Acordei com o relógio prometendo pressa: véspera de Dia das Mães, rota relâmpago Congonhas–Curitiba, a mala meio vazia e Guadalupe – nossa mini-golden recém-alfabetizada em travessuras – entregue aos cuidados de Elisa, de última hora. No avião, tentava medir a distância até as lembranças, mas elas decolaram primeiro: atravessaram a janela oval, misturaram-se às nuvens e sentaram-se no assento ao lado.
Curitiba me recebeu num tapete gelado, fazia muito frio, aquele cinza que engana o desavisado e acalenta quem conhece o truque: nublar o céu para acender por dentro. Na casa da Irani, o tempo resolveu brincar de estátua. Cada canto lembrava um parente, cada xícara chamava pelo seu dono. Falamos como quem desempoeira fotografias: soprávamos nomes, histórias, invenções de infância diante da casa de madeira amarela, janelas azuis, cheiro de lenha e feijão no fogão. Tudo intacto no museu desordenado da memória.
Domingo chegou vestido para festa. Organizamos um almoço que era menos refeição e mais ritual – a liturgia do reencontro. Quando o karaokê acendeu seu néon, reconheci ali o maestro secreto da cerimônia: bastou a introdução de “Como É Grande o Meu Amor Por Você” para que o passado abrisse a porta da cozinha e puxasse cadeira. As vozes, desafinadas com elegância, costuravam tempo sobre tempo; cada verso de Roberto Carlos virava fio de sutura, fechando feridas antigas, abrindo outras mais fundas. Quem disse que lembrança é curativo não entendeu o veneno.

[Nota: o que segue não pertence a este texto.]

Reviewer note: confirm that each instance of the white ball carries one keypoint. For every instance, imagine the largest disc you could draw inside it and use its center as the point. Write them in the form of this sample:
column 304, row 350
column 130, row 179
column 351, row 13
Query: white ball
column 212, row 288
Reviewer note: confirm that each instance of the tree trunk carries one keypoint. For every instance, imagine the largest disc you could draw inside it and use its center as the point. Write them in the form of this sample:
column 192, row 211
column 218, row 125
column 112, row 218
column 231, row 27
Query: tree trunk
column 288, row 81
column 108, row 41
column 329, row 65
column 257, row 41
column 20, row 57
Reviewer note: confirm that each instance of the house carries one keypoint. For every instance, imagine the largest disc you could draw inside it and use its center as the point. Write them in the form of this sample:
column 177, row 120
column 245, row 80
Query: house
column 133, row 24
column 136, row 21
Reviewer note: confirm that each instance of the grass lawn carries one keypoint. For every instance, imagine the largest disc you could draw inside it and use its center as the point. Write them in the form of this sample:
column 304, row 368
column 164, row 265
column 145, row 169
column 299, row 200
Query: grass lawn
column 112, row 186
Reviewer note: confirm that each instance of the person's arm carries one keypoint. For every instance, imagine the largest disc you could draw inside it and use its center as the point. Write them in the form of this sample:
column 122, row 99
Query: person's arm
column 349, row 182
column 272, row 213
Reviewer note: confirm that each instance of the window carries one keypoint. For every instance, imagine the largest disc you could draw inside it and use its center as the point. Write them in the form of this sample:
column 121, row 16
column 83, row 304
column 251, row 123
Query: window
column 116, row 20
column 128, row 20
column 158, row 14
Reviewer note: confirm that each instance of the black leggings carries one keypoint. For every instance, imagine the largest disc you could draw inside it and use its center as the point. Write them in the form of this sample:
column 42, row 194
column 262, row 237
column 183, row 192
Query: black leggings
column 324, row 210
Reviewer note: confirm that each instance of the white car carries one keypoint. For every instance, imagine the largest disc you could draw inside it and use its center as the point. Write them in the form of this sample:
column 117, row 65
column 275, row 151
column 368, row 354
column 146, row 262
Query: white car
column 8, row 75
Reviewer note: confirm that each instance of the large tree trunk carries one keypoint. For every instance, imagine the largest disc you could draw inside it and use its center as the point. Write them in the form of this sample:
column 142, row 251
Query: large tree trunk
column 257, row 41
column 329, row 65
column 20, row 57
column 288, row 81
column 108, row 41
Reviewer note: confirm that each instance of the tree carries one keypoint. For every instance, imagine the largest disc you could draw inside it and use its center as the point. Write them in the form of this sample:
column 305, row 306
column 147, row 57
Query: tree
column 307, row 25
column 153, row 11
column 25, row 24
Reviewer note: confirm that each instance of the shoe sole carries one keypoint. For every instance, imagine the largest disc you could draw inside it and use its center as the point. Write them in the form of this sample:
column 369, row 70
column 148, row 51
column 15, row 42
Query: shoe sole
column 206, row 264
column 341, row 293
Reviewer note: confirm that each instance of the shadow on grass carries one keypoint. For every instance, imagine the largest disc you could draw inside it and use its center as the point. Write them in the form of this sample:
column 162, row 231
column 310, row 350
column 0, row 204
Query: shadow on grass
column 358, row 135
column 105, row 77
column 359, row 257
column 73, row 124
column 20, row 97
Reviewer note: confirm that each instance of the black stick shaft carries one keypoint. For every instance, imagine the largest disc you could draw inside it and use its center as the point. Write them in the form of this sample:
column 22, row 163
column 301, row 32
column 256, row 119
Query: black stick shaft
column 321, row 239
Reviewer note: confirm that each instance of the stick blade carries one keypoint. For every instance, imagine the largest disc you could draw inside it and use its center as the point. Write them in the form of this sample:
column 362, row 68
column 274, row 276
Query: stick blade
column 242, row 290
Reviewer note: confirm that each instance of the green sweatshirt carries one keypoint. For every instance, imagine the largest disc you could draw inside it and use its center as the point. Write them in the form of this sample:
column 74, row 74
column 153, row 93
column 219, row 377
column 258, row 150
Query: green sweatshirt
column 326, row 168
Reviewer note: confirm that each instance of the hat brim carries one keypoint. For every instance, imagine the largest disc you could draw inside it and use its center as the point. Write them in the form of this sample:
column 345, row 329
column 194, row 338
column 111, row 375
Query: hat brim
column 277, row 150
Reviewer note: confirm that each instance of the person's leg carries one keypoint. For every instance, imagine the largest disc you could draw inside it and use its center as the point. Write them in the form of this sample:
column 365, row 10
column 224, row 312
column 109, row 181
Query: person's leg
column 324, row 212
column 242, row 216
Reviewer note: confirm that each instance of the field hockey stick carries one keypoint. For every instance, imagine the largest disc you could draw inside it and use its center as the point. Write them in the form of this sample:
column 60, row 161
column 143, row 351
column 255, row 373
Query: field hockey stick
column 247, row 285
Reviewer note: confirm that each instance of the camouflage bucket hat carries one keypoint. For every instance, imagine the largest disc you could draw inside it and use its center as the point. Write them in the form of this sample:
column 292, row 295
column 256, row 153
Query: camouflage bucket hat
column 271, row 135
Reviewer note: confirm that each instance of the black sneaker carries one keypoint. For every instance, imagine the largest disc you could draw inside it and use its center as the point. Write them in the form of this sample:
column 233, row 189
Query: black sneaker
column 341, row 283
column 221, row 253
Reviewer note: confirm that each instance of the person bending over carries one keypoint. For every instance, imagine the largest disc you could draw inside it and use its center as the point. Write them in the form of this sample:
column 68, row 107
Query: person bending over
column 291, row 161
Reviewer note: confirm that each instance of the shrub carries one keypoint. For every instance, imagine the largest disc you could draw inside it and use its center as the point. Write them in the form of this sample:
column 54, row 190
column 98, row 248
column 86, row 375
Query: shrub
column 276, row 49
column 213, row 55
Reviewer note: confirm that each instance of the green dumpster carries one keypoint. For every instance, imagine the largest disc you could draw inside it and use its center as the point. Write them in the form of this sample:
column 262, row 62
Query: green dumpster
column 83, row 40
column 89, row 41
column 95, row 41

Chegaram Claudio, sua gente, as meninas da Irani e do Edelcio, meu cunhado, um neto correndo sob a mesa – e de repente éramos um coro de gerações disputando microfone e memória. Entre um agudo torto e o tilintar dos copos, percebi que saudade não é doença infantil; é músculo: cresce, endurece, às vezes dói ao esticar, mas sustenta. Ela nos mantinha de pé enquanto o passado rodopiava, os ausentes ocupavam cadeiras vazias, e o futuro – esse estranho sempre atrasado – tomava notas mentais do que lhe caberá continuar.
Soou a última faixa, e tudo coube num refrão: viver é carregar a própria dor de estimação pela coleira curta, sem deixar de dançar. Voltei ao aeroporto com o cheiro de madeira pintado no casaco, a barriga cheia de riso, a memória latejando como músculo depois do treino. Guadalupe me recebeu com latidos de quem narra aventuras inenarráveis; respondi com um abraço cúmplice, certo de que, no álbum onde a vida mistura retratos, ela terá sua página de bicho entre demais capítulos humanos.
E assim o domingo encerrou-se: nublado por fora, incendiado por dentro, prova irrefutável de que o tempo não cura nada – ele apenas nos ensina a cantar acima das cicatrizes.